Em janeiro de 2024, o Tribunal de Justiça da Bahia determinou o pagamento de R$ 3 mil por danos morais a Gaye, porém o ex-cônsul considerou o valor “irrisório” e recorreu da decisão. Em dezembro de 2024, um novo julgamento manteve a quantia de R$ 3 mil, sem exigir que o agressor se retratasse publicamente. Para Gaye, a Justiça minimizou a gravidade do ataque que ele sofreu e não refletiu a seriedade da situação.
Diante desse cenário, Gaye decidiu tornar pública sua luta contra a injúria racial, compartilhando sua história nas redes sociais e destacando que o caso vai além de uma disputa pessoal, evidenciando mais um episódio de racismo em uma sociedade marcada pela desigualdade racial. Instituições como a Aliança Francesa e o Programa Multidisciplinar de Pós-Graduação em Cultura e Sociedade da UFBA manifestaram apoio a Gaye, condenando o episódio de discriminação e ressaltando a importância da promoção de atos de reparação.

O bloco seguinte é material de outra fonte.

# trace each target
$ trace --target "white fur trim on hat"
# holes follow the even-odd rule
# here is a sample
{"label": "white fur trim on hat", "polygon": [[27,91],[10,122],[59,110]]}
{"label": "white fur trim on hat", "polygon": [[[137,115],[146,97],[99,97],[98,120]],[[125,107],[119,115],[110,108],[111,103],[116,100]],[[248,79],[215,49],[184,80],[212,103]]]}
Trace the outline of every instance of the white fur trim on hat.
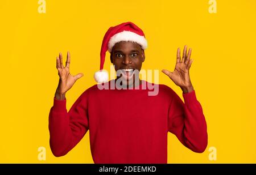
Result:
{"label": "white fur trim on hat", "polygon": [[147,41],[143,36],[138,35],[133,32],[124,31],[114,35],[110,38],[108,45],[109,52],[111,52],[112,48],[115,43],[120,41],[133,41],[137,42],[141,46],[143,50],[147,48]]}
{"label": "white fur trim on hat", "polygon": [[109,74],[104,70],[99,70],[94,73],[94,79],[98,83],[102,83],[109,80]]}

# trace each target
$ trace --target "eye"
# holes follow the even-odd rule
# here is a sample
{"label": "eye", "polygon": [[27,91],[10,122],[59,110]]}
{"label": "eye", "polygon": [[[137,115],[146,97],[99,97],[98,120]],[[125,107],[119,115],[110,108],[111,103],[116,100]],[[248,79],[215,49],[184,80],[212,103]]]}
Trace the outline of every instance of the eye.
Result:
{"label": "eye", "polygon": [[123,56],[122,56],[122,54],[119,54],[119,53],[118,53],[118,54],[115,54],[115,56],[117,57],[117,58],[122,58]]}
{"label": "eye", "polygon": [[136,57],[137,56],[137,53],[133,53],[132,54],[131,54],[131,57]]}

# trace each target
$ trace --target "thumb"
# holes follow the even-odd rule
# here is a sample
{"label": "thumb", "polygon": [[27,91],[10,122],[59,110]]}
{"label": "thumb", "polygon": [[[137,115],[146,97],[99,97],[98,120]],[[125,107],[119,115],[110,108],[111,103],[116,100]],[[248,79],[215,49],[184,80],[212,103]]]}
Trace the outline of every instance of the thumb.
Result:
{"label": "thumb", "polygon": [[76,74],[76,75],[74,76],[75,80],[76,81],[77,80],[80,79],[82,76],[84,76],[84,74],[82,73],[79,73],[79,74]]}
{"label": "thumb", "polygon": [[164,74],[166,74],[166,75],[167,75],[168,76],[170,77],[170,78],[172,78],[172,72],[170,72],[170,71],[168,71],[168,70],[166,70],[166,69],[163,69],[162,70],[162,72],[163,72]]}

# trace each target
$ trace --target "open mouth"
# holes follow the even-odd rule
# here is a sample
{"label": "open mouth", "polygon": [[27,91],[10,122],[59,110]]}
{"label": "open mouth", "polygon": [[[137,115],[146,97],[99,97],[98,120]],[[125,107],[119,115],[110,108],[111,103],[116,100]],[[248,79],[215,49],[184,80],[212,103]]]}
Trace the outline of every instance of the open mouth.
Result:
{"label": "open mouth", "polygon": [[121,69],[122,75],[125,79],[130,79],[134,74],[134,70],[133,68],[122,69]]}

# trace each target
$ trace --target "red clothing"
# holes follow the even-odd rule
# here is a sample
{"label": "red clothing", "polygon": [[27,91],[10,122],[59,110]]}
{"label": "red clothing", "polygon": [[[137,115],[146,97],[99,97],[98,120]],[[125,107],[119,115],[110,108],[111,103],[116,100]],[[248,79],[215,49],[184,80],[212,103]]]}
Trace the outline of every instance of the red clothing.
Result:
{"label": "red clothing", "polygon": [[50,146],[55,156],[67,154],[89,129],[94,163],[167,163],[167,133],[203,152],[207,124],[195,91],[184,103],[166,85],[156,96],[142,89],[86,89],[68,113],[66,100],[54,98],[49,116]]}

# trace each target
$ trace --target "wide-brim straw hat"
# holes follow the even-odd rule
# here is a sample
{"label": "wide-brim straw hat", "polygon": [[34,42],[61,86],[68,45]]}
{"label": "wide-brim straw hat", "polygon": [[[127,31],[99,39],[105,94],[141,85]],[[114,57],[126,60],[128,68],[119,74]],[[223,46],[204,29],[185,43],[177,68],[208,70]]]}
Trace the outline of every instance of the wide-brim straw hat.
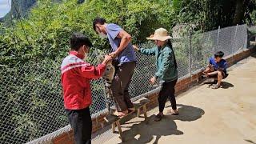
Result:
{"label": "wide-brim straw hat", "polygon": [[168,34],[168,31],[164,28],[157,29],[154,31],[154,35],[150,35],[150,37],[146,38],[146,39],[148,40],[159,40],[159,41],[166,41],[170,38],[172,38],[172,37]]}

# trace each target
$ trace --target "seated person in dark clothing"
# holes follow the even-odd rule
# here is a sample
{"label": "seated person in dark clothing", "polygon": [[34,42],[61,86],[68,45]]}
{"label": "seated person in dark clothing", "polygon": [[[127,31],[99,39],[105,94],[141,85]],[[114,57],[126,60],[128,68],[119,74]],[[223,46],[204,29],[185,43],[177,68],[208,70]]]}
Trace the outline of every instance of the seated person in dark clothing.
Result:
{"label": "seated person in dark clothing", "polygon": [[202,72],[206,78],[217,78],[218,82],[213,86],[213,89],[218,89],[221,86],[222,80],[227,77],[226,68],[227,62],[222,59],[224,53],[218,51],[214,54],[214,58],[209,59],[209,65],[207,68]]}

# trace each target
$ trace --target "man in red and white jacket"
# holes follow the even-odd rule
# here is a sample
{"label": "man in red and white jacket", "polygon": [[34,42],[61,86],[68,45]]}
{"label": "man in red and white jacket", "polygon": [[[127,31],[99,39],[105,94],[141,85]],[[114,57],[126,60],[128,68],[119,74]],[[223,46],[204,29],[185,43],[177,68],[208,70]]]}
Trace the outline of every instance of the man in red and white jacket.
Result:
{"label": "man in red and white jacket", "polygon": [[70,38],[71,51],[62,63],[62,85],[64,106],[74,130],[77,144],[91,142],[92,122],[89,106],[92,103],[90,82],[102,76],[111,57],[106,55],[102,63],[91,66],[83,61],[92,46],[89,38],[82,34]]}

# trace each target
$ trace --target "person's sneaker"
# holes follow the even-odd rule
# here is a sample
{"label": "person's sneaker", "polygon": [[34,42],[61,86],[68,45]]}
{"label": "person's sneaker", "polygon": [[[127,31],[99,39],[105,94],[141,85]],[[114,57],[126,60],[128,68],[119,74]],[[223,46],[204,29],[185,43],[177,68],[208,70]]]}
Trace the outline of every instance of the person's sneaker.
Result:
{"label": "person's sneaker", "polygon": [[162,120],[162,117],[163,117],[163,115],[158,114],[158,115],[155,116],[154,121],[155,121],[155,122],[159,122],[159,121]]}
{"label": "person's sneaker", "polygon": [[168,110],[167,114],[170,115],[178,115],[178,111],[177,110]]}
{"label": "person's sneaker", "polygon": [[135,111],[135,107],[128,108],[128,110],[130,110],[131,111]]}

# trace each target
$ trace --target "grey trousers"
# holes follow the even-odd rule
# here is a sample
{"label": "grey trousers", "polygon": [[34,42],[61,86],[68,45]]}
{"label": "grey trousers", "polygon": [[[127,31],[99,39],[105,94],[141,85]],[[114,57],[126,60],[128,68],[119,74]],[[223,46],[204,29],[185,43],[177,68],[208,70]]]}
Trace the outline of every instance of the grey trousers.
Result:
{"label": "grey trousers", "polygon": [[129,86],[134,73],[136,62],[114,64],[115,75],[112,82],[111,90],[114,105],[118,111],[124,111],[134,107],[129,94]]}

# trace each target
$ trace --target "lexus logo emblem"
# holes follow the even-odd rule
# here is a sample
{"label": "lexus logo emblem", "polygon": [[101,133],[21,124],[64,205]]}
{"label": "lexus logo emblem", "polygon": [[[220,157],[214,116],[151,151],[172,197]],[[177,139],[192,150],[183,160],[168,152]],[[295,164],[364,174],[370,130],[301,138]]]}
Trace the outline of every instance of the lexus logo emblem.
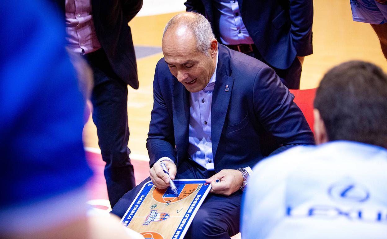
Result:
{"label": "lexus logo emblem", "polygon": [[362,203],[369,198],[370,193],[365,187],[354,183],[339,182],[332,185],[328,191],[334,199]]}

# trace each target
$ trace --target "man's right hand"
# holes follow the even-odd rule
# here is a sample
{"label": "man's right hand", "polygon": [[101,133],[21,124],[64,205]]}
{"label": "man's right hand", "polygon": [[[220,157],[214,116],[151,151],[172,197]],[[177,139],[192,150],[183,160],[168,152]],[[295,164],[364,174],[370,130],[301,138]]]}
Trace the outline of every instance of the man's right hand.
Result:
{"label": "man's right hand", "polygon": [[[162,162],[165,164],[169,172],[170,177],[173,180],[176,175],[176,165],[168,160],[164,160]],[[161,168],[160,163],[155,163],[153,165],[153,167],[149,170],[149,172],[151,174],[151,179],[156,187],[159,189],[164,189],[169,187],[169,180],[167,174],[164,172]]]}

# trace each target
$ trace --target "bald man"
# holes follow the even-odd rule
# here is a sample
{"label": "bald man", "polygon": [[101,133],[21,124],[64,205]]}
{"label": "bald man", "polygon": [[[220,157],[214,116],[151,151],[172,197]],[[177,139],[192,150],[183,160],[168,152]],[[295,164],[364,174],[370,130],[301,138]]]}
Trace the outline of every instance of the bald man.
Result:
{"label": "bald man", "polygon": [[[150,179],[207,179],[205,199],[185,238],[230,238],[239,231],[242,191],[250,169],[271,151],[312,144],[313,134],[274,70],[214,37],[203,16],[181,14],[167,24],[157,64],[147,142]],[[269,134],[269,146],[261,140]],[[281,146],[281,147],[280,147]],[[147,179],[120,199],[122,217]]]}

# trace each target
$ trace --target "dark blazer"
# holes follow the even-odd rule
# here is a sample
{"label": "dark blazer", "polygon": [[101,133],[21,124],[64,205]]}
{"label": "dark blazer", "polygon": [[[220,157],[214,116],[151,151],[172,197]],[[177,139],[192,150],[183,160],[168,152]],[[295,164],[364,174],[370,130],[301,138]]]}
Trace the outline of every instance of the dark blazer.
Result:
{"label": "dark blazer", "polygon": [[142,0],[91,0],[97,37],[115,72],[134,89],[139,88],[137,64],[128,22],[142,6]]}
{"label": "dark blazer", "polygon": [[[260,139],[266,132],[278,144],[313,144],[303,115],[274,70],[224,45],[219,48],[211,115],[215,171],[252,167],[264,157]],[[147,140],[150,163],[166,156],[178,165],[188,156],[190,93],[163,58],[156,67],[153,88]]]}
{"label": "dark blazer", "polygon": [[[218,40],[212,0],[188,0],[187,11],[205,15]],[[238,0],[249,34],[264,59],[280,69],[288,68],[296,56],[313,53],[313,0]]]}

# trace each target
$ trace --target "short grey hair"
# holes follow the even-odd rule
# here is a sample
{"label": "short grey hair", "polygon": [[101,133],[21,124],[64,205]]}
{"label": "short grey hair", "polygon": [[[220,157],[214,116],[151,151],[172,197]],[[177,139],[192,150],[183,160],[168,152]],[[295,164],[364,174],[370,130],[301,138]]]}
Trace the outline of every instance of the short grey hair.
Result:
{"label": "short grey hair", "polygon": [[211,47],[211,40],[215,38],[208,21],[203,15],[196,12],[190,12],[194,17],[187,17],[187,13],[180,13],[171,19],[167,23],[163,33],[164,39],[165,33],[168,29],[180,26],[185,26],[196,40],[197,50],[207,56],[209,55],[208,50]]}

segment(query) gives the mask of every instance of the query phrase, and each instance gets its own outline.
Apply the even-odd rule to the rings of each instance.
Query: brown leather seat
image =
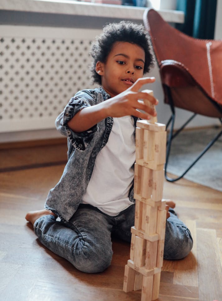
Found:
[[[145,28],[150,36],[159,68],[164,102],[170,106],[171,123],[168,142],[165,176],[174,182],[181,178],[222,134],[222,130],[180,177],[167,175],[172,140],[197,114],[218,118],[222,124],[222,41],[189,36],[165,22],[152,9],[144,15]],[[194,114],[173,134],[175,107]]]

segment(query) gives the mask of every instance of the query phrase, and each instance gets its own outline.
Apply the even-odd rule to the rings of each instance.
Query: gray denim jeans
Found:
[[[189,230],[172,209],[167,221],[164,259],[179,259],[192,249]],[[113,254],[111,235],[130,242],[134,225],[135,205],[116,216],[111,216],[90,205],[80,204],[68,222],[45,216],[34,224],[41,242],[65,258],[78,269],[86,273],[102,272],[110,265]]]

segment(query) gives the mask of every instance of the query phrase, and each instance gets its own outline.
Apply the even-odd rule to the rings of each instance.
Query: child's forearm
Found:
[[[104,102],[82,109],[68,122],[69,127],[76,133],[81,133],[89,129],[107,117]]]

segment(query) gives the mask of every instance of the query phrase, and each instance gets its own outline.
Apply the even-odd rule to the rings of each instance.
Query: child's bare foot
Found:
[[[26,219],[28,221],[30,222],[33,225],[34,225],[35,221],[38,218],[44,216],[44,215],[54,215],[56,216],[50,210],[46,210],[44,209],[43,210],[38,210],[36,211],[30,211],[28,212],[26,216]]]
[[[163,201],[165,201],[166,205],[168,205],[170,208],[175,208],[176,204],[171,200],[165,200],[163,199]]]

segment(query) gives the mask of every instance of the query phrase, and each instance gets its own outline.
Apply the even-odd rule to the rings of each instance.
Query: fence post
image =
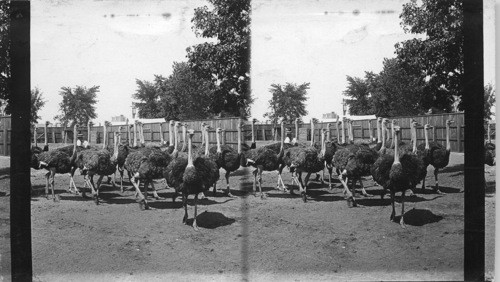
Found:
[[[8,156],[9,154],[7,154],[7,120],[5,120],[5,123],[4,123],[4,127],[3,127],[3,153],[4,155]],[[12,124],[11,124],[12,126]],[[36,134],[35,134],[36,136]]]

O ex-cônsul está determinado a buscar novos recursos legais, incluindo um embargo de declaração e a atuação do Ministério Público de Combate ao Racismo, reafirmando sua resistência contra atitudes racistas e injustas. A luta de Mamadou Gaye reflete a necessidade de combater ativamente o racismo e garantir a punição daqueles que perpetuam essas práticas discriminatórias na sociedade.